París

Dos formas de entender el imperialismo napoleónico

A favor o en contra de Napoleón, dos visiones antagónicas de su política expansionista que tienen cabida en la exposición "Napoleón y Europa"

8 de abril de 2013

Napoleón Bonaparte (1769-1821) reinó durante poco más de una década, pero ha dejado una huella indeleble en la historia de Europa. La exposición Napoleón y Europa, hasta el 14 de julio de 2013 en el Museo del Ejército (Musée de l'Armée), en París, revisa su ambiciosa política expansionista entre 1793 y 1815 y las reacciones que provocó en diferentes países europeos. El sur de Alemania, el norte de Italia y Polonia, entre otros, secundaron la dominación francesa, mientras que España, el Tirol, Calabria, Prusia y Rusia se opusieron ferozmente a sus ambiciones autocráticas. El imperialismo napoleónico, basado en los ideales de la Revolución francesa, se extendió a raíz de las primeras victorias en la campaña italiana, que se desarrolló entre 1796 y 1799. Se autoproclamó cónsul vitalicio y en 1804 se convirtió en el emperador de los franceses, con la aspiración de ensanchar las fronteras de su imperio. La campaña rusa, cuya retirada fue catastrófica, y el dramático final de la Grande Armée precipitaron la caída del Imperio napoleónico. Los aliados sitiaron París en 1814 y Napoleón fue obligado a abdicar. El Congreso de Viena transformó el mapa de Europa mediante la implantación del Antiguo Régimen.

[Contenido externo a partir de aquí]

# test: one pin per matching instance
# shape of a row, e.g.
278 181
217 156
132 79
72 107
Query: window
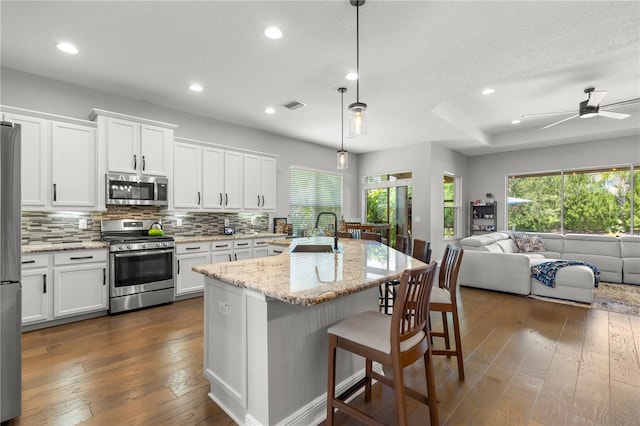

Obras de Canova, Goya y Turner

La muestra presenta este episodio crucial en la historia de Francia y de Europa enfrentando dos puntos de vista antagónicos, a favor o en contra de Napoleón, pero sin ningún tipo de prejuicios. Reúne 250 piezas procedentes de préstamos de una cincuentena de museos europeos e instituciones, más de la mitad de fuera de Francia. Desde la retrospectiva Napoleón, que tuvo lugar en el Grand Palais de París en 1969, no se había celebrado ninguna exposición de estas características en Francia. El publico puede admirar diferentes ejemplos del Código Civil francés, redactado en diferentes idiomas; el busto de Napoleón como Marte pacificador, una obra principal de Antonio Canova; o un misterioso dibujo satírico realizado por Napoleón en 1806, dirigido al príncipe Luis I de Baviera con el fin de ilustrarle su despliegue militar en la batalla de Austerlitz, en 1805. También se incluye un boceto de Goya de El dos de mayo de 1808 en Madrid, un cuadro que pintó en 1814; El campo de Waterloo (1818), de Turner, y la famosa levita gris de Napoleón, entre otras cosas. Por otro lado, el Museo del Ejército acoge, de forma permanente, las colecciones napoleónicas y la tumba de Napoleón, diseñada y construida por Visconti entre 1842 y 1861 en el mausoleo de Los Inválidos.